Every once in a while you are put into a situation where all of your acquired knowledge and experience is needed, and no matter how hard you try, you cannot get past the starting line. I just had one of those days today. In fact, I just got home an hour ago from my embarrassing situation, and I just had some dinner before I typed this out. So, here’s how it went….
I needed to talk to a client, someone who I have been working with for the last while through Corrections Canada, someone who is currently on a community reintegration program and I needed to communicate with him for an up-coming meeting I was planning. The problem was, his parents are francophone, while he is bilingual. I never thought that would be much of a problem, but when I needed to find him, I had to talk to his parents to set up a meeting for some of the group work that we do through the program, and he was busy with his friends at the time. So it was just me and parents, and a huge language barrier. They could not understand a word I was saying–in my attemped at French. I tried to speak slowly and clearly, but that just seemed to make it worse.

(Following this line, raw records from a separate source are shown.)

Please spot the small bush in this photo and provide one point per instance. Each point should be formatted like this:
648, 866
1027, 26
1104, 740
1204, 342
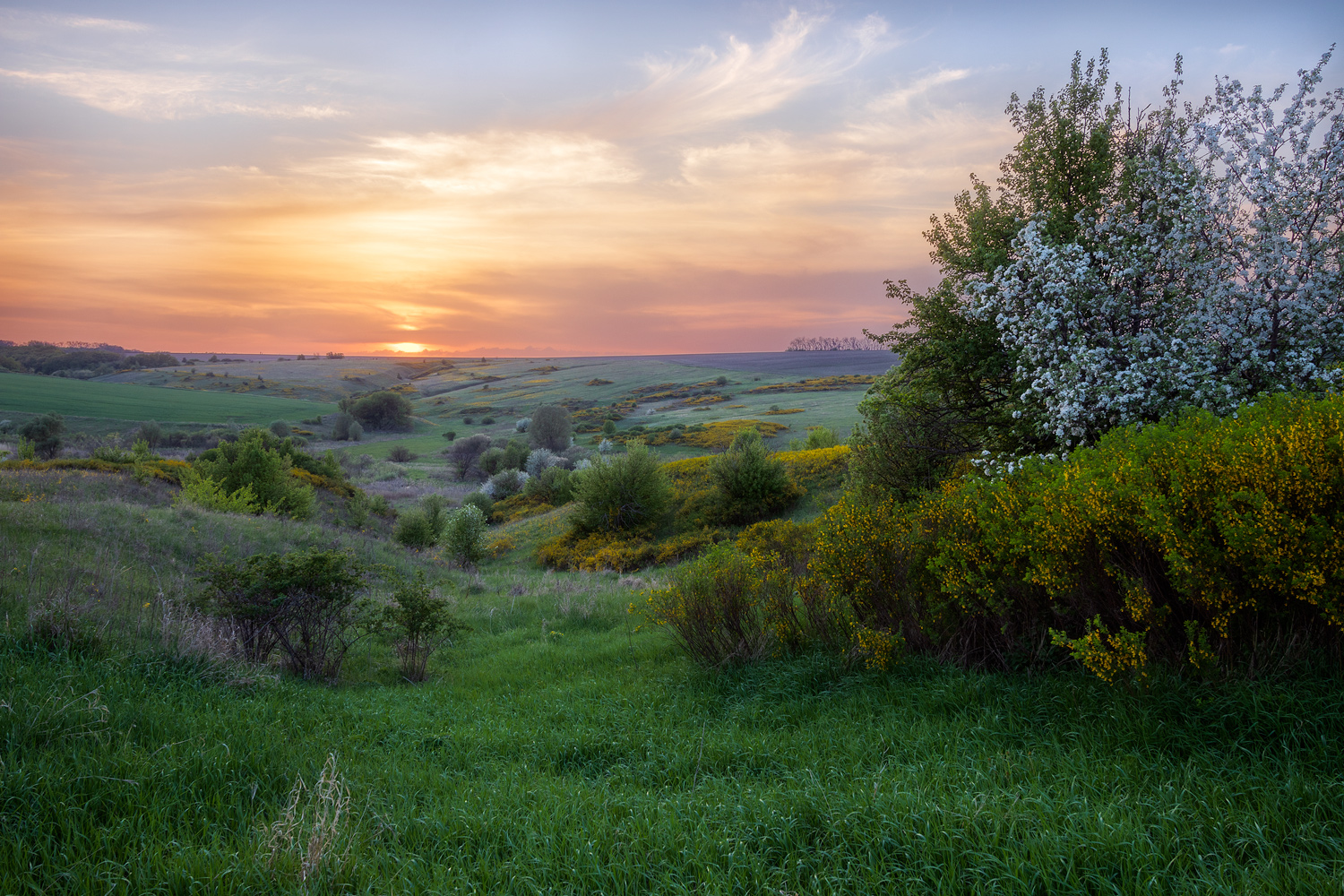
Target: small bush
151, 433
46, 435
480, 501
623, 493
419, 624
464, 536
553, 485
381, 411
465, 452
551, 427
306, 602
750, 481
718, 606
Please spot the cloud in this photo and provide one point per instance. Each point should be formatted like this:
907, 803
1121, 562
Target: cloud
172, 94
741, 81
481, 164
900, 97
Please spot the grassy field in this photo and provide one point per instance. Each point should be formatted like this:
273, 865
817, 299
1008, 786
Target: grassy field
564, 747
132, 402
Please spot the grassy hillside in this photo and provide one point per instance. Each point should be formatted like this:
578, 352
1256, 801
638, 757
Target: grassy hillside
132, 402
564, 747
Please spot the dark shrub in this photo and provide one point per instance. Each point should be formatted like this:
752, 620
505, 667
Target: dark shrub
151, 435
419, 622
624, 492
551, 427
46, 435
752, 482
306, 602
383, 411
467, 452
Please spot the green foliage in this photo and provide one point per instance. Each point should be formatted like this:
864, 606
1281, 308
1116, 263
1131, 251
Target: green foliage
422, 527
258, 462
1185, 541
210, 495
306, 602
750, 481
45, 433
480, 501
464, 536
954, 392
382, 411
621, 493
419, 624
551, 427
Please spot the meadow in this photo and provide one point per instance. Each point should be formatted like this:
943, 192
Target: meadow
562, 745
134, 403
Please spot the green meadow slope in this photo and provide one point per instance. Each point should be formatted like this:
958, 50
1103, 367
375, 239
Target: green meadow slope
134, 402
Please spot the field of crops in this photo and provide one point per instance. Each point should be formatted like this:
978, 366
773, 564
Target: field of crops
134, 402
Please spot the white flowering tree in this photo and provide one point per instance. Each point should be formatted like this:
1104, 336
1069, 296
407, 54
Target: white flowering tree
1211, 274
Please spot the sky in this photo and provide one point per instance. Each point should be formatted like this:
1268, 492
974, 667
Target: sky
531, 177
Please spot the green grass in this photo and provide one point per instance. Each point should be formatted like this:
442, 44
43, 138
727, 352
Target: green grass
131, 402
562, 748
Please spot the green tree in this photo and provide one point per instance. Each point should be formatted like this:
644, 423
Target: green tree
954, 392
750, 481
625, 492
551, 427
263, 468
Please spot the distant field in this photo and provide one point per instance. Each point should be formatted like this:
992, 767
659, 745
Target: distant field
129, 402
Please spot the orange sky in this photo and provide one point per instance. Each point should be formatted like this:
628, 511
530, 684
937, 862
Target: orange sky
171, 190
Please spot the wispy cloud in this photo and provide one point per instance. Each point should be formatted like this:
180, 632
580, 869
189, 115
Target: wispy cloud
174, 94
480, 164
742, 81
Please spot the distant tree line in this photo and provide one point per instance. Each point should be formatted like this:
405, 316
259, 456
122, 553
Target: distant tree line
835, 344
80, 362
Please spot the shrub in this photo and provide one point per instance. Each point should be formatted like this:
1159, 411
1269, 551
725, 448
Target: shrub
306, 602
382, 411
464, 536
480, 501
551, 427
718, 606
419, 622
151, 433
265, 468
750, 481
467, 452
553, 485
540, 458
340, 426
505, 484
45, 433
625, 492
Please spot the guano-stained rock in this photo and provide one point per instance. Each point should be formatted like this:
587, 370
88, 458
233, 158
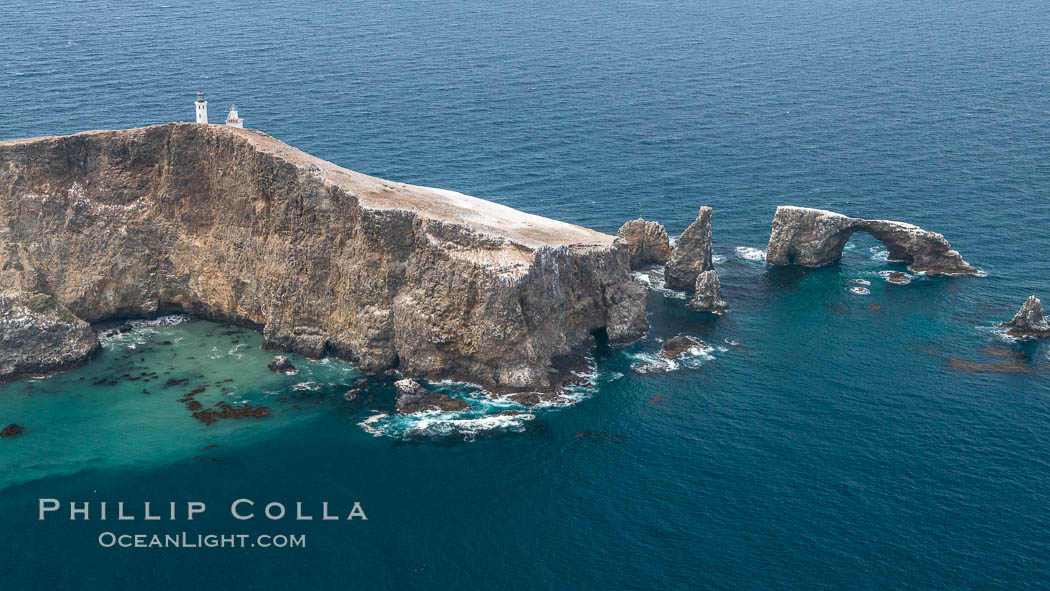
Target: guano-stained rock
235, 226
815, 237
414, 398
38, 335
1029, 321
647, 243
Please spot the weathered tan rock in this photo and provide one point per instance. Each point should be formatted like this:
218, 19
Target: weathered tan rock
414, 398
233, 225
38, 335
1029, 321
647, 243
707, 296
692, 254
677, 346
815, 237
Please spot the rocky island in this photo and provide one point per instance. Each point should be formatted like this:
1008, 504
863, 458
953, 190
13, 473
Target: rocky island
815, 237
235, 226
1029, 321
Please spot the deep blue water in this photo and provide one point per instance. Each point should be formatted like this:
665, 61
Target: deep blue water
836, 446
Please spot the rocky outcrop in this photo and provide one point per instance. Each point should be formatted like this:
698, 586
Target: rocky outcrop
280, 364
692, 254
647, 243
38, 335
708, 294
815, 237
414, 398
1029, 321
677, 346
235, 226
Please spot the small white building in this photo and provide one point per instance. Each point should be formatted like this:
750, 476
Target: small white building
232, 120
202, 105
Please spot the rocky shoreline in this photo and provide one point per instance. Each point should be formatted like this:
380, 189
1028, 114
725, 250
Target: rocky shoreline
234, 226
40, 336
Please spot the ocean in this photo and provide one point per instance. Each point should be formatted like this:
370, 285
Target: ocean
820, 438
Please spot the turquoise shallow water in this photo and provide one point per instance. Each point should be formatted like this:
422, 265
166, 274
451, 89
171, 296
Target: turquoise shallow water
888, 440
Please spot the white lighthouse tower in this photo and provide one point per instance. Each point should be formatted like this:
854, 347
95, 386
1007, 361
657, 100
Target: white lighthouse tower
232, 120
202, 105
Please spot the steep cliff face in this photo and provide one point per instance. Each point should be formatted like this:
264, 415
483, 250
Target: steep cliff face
815, 237
647, 243
233, 225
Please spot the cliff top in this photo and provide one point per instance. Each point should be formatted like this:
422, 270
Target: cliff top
486, 217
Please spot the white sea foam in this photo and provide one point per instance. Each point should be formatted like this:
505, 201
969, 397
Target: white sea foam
905, 280
654, 363
169, 320
749, 253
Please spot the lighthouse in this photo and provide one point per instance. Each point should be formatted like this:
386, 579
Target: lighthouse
232, 120
202, 105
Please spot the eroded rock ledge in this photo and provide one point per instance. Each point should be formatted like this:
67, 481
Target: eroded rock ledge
815, 237
233, 225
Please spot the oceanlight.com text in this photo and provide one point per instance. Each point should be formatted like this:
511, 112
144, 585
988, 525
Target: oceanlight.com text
185, 540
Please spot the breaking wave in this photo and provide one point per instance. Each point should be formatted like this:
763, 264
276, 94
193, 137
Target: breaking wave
749, 253
653, 363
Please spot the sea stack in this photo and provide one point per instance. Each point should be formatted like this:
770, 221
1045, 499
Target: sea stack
39, 335
707, 296
233, 225
647, 243
1029, 321
815, 237
692, 254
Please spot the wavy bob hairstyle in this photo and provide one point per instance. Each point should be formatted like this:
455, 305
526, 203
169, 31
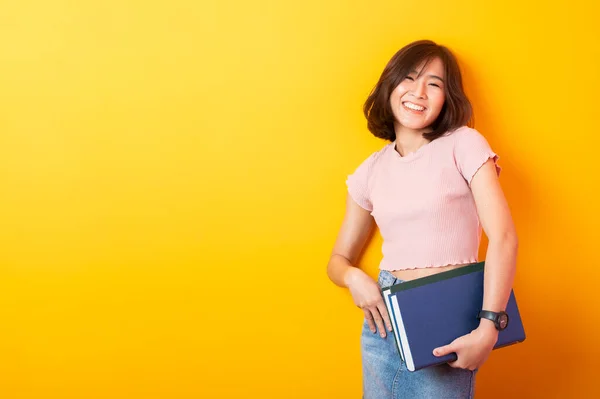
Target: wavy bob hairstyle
456, 111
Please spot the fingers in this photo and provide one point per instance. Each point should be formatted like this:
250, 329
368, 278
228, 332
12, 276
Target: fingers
443, 350
374, 318
370, 321
385, 315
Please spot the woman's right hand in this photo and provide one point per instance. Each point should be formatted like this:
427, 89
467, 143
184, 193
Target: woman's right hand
367, 296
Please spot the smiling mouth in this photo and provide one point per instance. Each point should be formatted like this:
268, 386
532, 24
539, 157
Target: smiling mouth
413, 107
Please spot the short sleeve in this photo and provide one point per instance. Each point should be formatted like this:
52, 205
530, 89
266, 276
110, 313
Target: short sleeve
471, 151
358, 183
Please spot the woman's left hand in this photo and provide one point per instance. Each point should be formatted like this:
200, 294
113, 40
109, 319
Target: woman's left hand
473, 349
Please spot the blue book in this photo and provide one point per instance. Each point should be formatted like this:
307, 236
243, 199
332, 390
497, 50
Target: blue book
435, 310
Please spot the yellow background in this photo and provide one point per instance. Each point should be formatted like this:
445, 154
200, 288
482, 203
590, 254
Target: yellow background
172, 181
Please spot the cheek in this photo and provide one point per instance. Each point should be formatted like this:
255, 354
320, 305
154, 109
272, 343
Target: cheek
438, 101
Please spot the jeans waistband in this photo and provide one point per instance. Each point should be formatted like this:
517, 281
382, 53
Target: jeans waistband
387, 279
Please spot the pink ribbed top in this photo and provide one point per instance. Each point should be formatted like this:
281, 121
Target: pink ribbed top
422, 202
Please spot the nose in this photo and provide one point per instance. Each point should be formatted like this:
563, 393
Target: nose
419, 89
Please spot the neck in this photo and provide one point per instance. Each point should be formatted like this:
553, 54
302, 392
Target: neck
409, 140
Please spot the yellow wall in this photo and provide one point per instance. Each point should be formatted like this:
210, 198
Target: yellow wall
172, 180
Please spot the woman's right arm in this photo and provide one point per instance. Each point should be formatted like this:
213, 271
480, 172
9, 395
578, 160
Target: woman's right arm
355, 230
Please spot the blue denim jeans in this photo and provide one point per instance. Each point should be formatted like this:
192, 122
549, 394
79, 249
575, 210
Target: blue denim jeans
385, 375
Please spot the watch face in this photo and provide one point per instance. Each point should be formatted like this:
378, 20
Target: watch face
503, 321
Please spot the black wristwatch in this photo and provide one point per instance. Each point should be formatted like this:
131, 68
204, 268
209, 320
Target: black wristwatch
500, 319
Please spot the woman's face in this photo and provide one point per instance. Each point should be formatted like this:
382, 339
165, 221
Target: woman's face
417, 101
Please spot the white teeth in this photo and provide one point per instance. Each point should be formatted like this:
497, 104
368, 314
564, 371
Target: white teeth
413, 106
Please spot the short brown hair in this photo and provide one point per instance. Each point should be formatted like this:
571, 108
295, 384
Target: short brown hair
457, 110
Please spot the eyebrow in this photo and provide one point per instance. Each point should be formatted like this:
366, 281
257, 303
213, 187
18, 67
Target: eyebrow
431, 76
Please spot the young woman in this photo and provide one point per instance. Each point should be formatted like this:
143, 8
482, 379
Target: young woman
430, 190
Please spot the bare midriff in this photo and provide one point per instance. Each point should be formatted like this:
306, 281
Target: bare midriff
411, 274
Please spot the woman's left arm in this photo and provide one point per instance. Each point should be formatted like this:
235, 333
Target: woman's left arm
500, 265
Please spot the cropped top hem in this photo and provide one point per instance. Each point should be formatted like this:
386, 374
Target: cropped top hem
432, 266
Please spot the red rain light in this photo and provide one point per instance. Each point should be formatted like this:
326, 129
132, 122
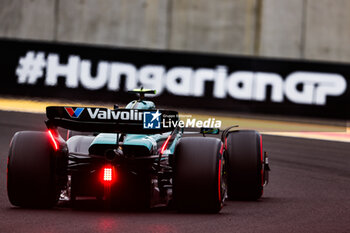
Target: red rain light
165, 145
53, 141
107, 174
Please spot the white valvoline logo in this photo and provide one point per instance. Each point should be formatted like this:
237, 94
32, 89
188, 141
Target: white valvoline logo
151, 120
299, 87
107, 114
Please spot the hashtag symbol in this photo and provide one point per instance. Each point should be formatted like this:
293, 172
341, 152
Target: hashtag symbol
30, 67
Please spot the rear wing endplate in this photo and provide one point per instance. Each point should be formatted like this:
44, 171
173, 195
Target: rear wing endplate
91, 119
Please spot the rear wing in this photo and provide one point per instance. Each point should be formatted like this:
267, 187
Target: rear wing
91, 119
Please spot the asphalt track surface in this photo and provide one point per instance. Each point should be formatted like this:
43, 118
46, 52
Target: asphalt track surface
309, 191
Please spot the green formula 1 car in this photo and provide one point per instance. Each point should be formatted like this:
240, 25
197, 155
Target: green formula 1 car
135, 156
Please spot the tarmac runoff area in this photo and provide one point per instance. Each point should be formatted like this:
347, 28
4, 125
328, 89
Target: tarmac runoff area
265, 126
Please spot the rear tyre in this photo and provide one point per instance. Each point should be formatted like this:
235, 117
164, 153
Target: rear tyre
245, 165
32, 179
198, 180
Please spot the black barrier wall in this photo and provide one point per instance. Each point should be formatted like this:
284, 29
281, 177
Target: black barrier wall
230, 83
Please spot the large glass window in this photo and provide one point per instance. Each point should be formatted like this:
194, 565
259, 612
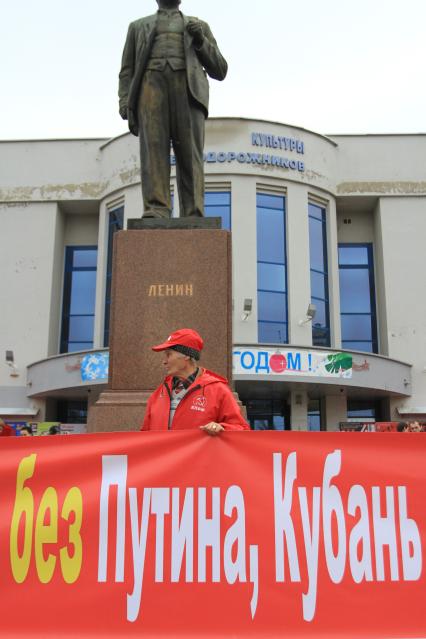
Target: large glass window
72, 411
115, 223
268, 414
364, 411
357, 297
78, 310
319, 275
314, 415
218, 204
271, 269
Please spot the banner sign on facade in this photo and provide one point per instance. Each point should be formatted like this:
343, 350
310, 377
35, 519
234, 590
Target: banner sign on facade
180, 534
272, 361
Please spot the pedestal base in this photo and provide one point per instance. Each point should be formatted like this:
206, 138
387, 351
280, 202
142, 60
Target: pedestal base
118, 411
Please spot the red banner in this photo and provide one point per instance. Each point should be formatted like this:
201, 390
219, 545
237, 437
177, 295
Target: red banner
247, 534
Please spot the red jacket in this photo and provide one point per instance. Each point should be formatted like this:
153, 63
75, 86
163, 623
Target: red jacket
208, 399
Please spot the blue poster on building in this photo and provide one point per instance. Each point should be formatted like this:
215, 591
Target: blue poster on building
94, 366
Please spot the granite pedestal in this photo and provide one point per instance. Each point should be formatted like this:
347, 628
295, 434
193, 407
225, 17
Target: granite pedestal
163, 280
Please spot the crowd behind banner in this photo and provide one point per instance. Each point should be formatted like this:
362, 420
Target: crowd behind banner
12, 428
9, 428
413, 426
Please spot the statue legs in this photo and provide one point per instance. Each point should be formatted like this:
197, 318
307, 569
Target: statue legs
168, 115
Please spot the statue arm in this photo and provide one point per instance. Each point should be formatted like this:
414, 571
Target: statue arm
126, 72
210, 56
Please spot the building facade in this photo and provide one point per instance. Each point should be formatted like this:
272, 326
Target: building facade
329, 285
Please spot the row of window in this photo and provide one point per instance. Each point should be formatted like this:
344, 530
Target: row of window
262, 414
357, 297
274, 414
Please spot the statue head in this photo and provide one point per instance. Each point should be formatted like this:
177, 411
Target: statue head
168, 4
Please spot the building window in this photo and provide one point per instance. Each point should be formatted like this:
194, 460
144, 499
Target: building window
271, 269
72, 411
115, 223
357, 297
314, 415
268, 414
78, 310
218, 204
319, 275
364, 411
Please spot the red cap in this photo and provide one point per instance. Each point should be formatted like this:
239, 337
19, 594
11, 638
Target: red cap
183, 337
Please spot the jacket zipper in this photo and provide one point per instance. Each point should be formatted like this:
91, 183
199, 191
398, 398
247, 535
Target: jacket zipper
191, 390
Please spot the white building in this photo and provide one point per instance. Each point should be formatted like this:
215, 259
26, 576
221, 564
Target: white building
337, 222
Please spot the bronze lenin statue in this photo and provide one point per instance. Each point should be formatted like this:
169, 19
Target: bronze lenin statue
164, 95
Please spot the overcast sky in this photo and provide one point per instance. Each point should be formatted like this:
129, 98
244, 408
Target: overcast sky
332, 66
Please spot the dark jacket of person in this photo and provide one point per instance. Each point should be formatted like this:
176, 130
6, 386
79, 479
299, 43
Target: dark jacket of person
137, 49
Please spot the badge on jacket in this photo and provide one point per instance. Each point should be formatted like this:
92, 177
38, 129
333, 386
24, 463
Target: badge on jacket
199, 403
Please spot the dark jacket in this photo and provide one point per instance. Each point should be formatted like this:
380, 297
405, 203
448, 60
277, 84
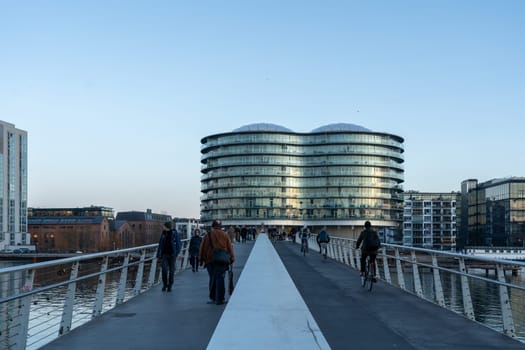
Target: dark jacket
221, 240
323, 237
175, 243
195, 245
363, 239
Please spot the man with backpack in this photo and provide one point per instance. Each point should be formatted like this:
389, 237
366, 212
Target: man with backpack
323, 238
168, 249
370, 246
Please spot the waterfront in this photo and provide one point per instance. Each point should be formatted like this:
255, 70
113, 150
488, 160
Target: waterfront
57, 308
46, 308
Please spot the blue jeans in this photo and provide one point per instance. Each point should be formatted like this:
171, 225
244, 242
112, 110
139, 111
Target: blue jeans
168, 269
216, 285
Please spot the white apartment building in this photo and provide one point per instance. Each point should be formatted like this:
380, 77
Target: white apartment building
13, 187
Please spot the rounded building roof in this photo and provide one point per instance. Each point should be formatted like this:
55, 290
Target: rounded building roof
340, 127
262, 127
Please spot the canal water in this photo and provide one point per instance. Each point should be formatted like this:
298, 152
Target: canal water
46, 309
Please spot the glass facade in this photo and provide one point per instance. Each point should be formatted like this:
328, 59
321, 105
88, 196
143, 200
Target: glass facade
496, 213
337, 176
429, 220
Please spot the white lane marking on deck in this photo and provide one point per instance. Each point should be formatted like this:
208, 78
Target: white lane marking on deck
266, 311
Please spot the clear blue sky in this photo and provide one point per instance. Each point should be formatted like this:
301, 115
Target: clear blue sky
116, 95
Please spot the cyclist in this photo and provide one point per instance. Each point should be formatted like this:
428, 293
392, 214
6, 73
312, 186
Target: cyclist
371, 244
305, 233
323, 238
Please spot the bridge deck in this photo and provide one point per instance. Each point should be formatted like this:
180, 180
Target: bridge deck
345, 316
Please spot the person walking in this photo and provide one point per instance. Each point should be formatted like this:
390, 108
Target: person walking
370, 245
195, 245
168, 249
323, 238
215, 240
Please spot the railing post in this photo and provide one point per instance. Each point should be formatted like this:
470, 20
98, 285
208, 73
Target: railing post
340, 253
123, 279
185, 257
152, 271
415, 272
67, 313
438, 289
101, 286
465, 291
386, 268
506, 311
25, 308
352, 257
399, 271
344, 252
140, 273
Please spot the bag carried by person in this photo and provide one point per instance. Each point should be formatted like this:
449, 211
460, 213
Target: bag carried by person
372, 241
219, 256
230, 281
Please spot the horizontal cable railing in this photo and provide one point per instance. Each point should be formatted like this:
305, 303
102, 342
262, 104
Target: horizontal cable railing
42, 301
488, 291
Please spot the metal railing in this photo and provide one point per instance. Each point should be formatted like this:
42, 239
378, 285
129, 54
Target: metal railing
42, 301
487, 291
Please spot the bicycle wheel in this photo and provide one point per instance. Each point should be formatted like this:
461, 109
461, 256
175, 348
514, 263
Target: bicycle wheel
371, 277
364, 278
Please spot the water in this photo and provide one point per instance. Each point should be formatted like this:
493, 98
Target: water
485, 296
46, 307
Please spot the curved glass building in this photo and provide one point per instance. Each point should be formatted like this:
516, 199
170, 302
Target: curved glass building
338, 175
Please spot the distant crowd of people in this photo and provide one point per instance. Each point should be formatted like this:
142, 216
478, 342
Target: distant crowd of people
214, 251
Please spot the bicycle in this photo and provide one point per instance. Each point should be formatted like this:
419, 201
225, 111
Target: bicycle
304, 246
369, 277
324, 249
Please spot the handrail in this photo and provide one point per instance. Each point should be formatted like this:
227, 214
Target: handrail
463, 269
42, 301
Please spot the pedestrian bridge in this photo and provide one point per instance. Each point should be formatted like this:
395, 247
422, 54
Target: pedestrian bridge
284, 300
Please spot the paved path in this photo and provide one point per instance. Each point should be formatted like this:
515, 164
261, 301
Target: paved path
342, 315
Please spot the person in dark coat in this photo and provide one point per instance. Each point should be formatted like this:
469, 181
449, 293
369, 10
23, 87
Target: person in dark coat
216, 239
195, 245
168, 249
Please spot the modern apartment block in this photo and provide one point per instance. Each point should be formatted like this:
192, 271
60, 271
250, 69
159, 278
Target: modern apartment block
496, 212
429, 220
13, 186
338, 176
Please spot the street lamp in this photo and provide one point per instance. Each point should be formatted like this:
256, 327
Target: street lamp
35, 241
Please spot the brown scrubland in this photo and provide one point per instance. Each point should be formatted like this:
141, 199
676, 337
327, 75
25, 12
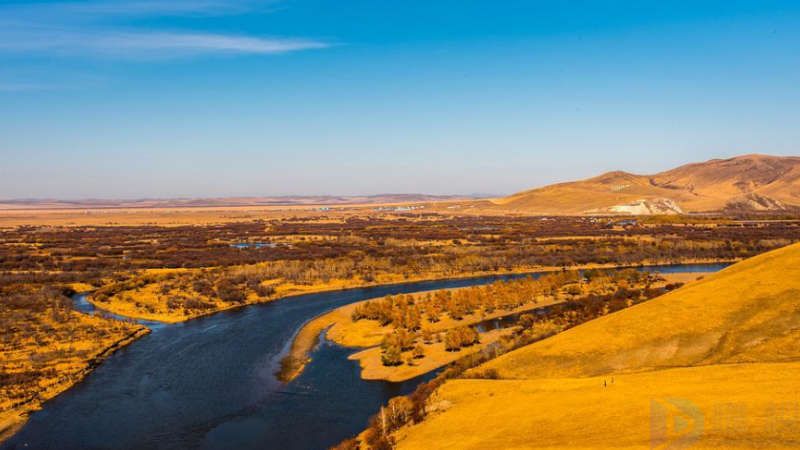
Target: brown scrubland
207, 261
47, 347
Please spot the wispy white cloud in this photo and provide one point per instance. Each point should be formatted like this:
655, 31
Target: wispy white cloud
104, 9
145, 43
62, 28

Eventually, I think, we managed to find some common ground. Between my “textbook” French, and their very broken English, we made some headway. It was a long conversation of repeating, hand gestures and writing words on paper, but we had some nods of agreement. Very awkward.
I think today’s little adventure has taught me a lesson about some of the pit falls of learning through the classroom environment. Subjects such as second languages can be very misleading because they never seem to reflect the real world. I remember getting a very satisfactory grade in French, but now that I look back, I think I might have done very well as far the textbook goes, but my English accent could never compensate for someone who is a native speaker.
I think I feel worse for the poor people I had to talk to than the feeling of embarrassment I went through trying to attempt to speak French in the first place.